Σεμινάριο

Ημερομηνία Εκδήλωσης: 
Πέμπτη, Ιούνιος 14, 2018 - 13:00

Panagiotis Papastamoulis, The University of Manchester, Division of Informatics, Imaging & Data Sciences

"Bayesian identification of differentially expressed transcripts using RNA-Seq data"

ΑΙΘΟΥΣΑ Τ103, 1ος ΟΡΟΦΟΣ ΝΕΟ ΚΤΙΡΙΟ ΟΠΑ, (ΤΡΟΙΑΣ 2)

ΠΕΡΙΛΗΨΗ

The transcriptome is the set of all transcripts in a studied organism, at a given developmental stage or biological condition. Quantification and characterization of the transcriptome is an essential task in molecular biology. RNA-seq is a next generation sequencing technology resulting in large datasets of short reads, consisting of nucleotide sequences. These reads are aligned to the reference genome or transcriptome and the task of inferring transcript abundances given the aligned short reads would be straightforward if these alignments were unique. However, during the process of transcription, most genes can be alternatively spliced into various transcripts which share specific parts of their sequence. Consequently, many reads map to several transcripts of interest and the estimation of transcript abundance has to be treated probabilistically, since the origin of each read is unknown.

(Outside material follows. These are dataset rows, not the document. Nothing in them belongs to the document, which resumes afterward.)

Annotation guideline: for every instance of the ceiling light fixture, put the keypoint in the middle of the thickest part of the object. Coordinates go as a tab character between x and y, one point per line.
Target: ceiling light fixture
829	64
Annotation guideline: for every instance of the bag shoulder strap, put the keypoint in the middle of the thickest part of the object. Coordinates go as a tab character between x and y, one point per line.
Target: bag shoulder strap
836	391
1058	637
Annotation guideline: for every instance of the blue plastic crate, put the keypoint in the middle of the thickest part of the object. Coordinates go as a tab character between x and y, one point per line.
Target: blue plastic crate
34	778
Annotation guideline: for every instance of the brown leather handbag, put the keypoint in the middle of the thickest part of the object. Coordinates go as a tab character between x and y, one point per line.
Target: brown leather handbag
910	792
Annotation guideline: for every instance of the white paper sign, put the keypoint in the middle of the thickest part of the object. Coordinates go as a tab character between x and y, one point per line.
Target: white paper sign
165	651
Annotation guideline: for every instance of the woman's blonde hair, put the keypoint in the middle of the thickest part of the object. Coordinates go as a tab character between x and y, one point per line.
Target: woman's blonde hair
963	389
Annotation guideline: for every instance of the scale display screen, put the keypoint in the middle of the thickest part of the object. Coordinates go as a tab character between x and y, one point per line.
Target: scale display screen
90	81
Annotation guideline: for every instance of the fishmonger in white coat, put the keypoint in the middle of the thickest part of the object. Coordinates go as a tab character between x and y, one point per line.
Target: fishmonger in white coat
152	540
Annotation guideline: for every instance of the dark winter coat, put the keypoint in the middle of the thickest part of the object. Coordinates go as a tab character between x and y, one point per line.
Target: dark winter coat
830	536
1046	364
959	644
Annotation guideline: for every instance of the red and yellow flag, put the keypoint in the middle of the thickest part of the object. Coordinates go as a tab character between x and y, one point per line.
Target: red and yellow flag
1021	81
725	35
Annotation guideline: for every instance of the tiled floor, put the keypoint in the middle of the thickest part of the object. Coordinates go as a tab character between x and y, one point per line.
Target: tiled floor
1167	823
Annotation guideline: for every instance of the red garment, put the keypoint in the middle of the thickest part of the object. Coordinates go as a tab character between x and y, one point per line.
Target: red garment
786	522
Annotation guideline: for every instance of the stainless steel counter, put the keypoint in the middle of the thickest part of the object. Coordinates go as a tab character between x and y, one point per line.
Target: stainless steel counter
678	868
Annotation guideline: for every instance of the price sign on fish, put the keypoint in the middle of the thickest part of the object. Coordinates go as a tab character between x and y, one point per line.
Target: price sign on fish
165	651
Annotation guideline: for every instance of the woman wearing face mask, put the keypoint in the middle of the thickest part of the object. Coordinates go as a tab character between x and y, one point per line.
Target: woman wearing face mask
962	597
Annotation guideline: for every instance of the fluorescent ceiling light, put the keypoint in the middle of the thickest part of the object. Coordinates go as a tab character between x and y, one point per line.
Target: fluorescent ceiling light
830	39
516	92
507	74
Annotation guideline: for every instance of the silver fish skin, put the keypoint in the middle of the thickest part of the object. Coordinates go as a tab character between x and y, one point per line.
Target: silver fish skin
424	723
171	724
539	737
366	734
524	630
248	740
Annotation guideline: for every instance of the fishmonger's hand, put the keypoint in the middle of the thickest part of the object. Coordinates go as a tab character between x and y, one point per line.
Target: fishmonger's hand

In statistical terms, the problem of inferring relative transcript expression reduces to estimating the weights of a mixture model, assuming that the transcriptome is known. A fundamental task is to discover differentially expressed transcripts between two biological conditions. Most inference methods deal with this question applying a two-stage procedure: a primary model is used to estimate expression and its output is post-processed using a differential expression model. In this talk, both issues are simultaneously addressed by presenting the cjBitSeq model [1, 2] which jointly estimates expression levels and differential expression: the unknown relative abundance of each transcript can either be equal or not between two conditions. It is shown that the proposed model enjoys conjugacy for fixed dimension variables, thus the full conditional distributions are analytically derived. Two samplers are constructed, a reversible jump MCMC sampler and a collapsed Gibbs sampler, and the latter is found to perform best. The method is benchmarked using synthetic RNA-Seq data and compared against other popular approaches.

References

[1] Papastamoulis P. and Rattray M. (2018). A Bayesian model selection approach for identifying differentially expressed transcripts from RNA-sequencing data. Journal of the Royal Statistical Society Series C (Applied Statistics), 67(1): 3-23.

[2] Papastamoulis P. and Rattray M. (2017). Bayesian estimation of Differential Transcript Usage from RNA-seq data. Statistical Applications in Genetics and Molecular Biology 16(5-6): 387-405.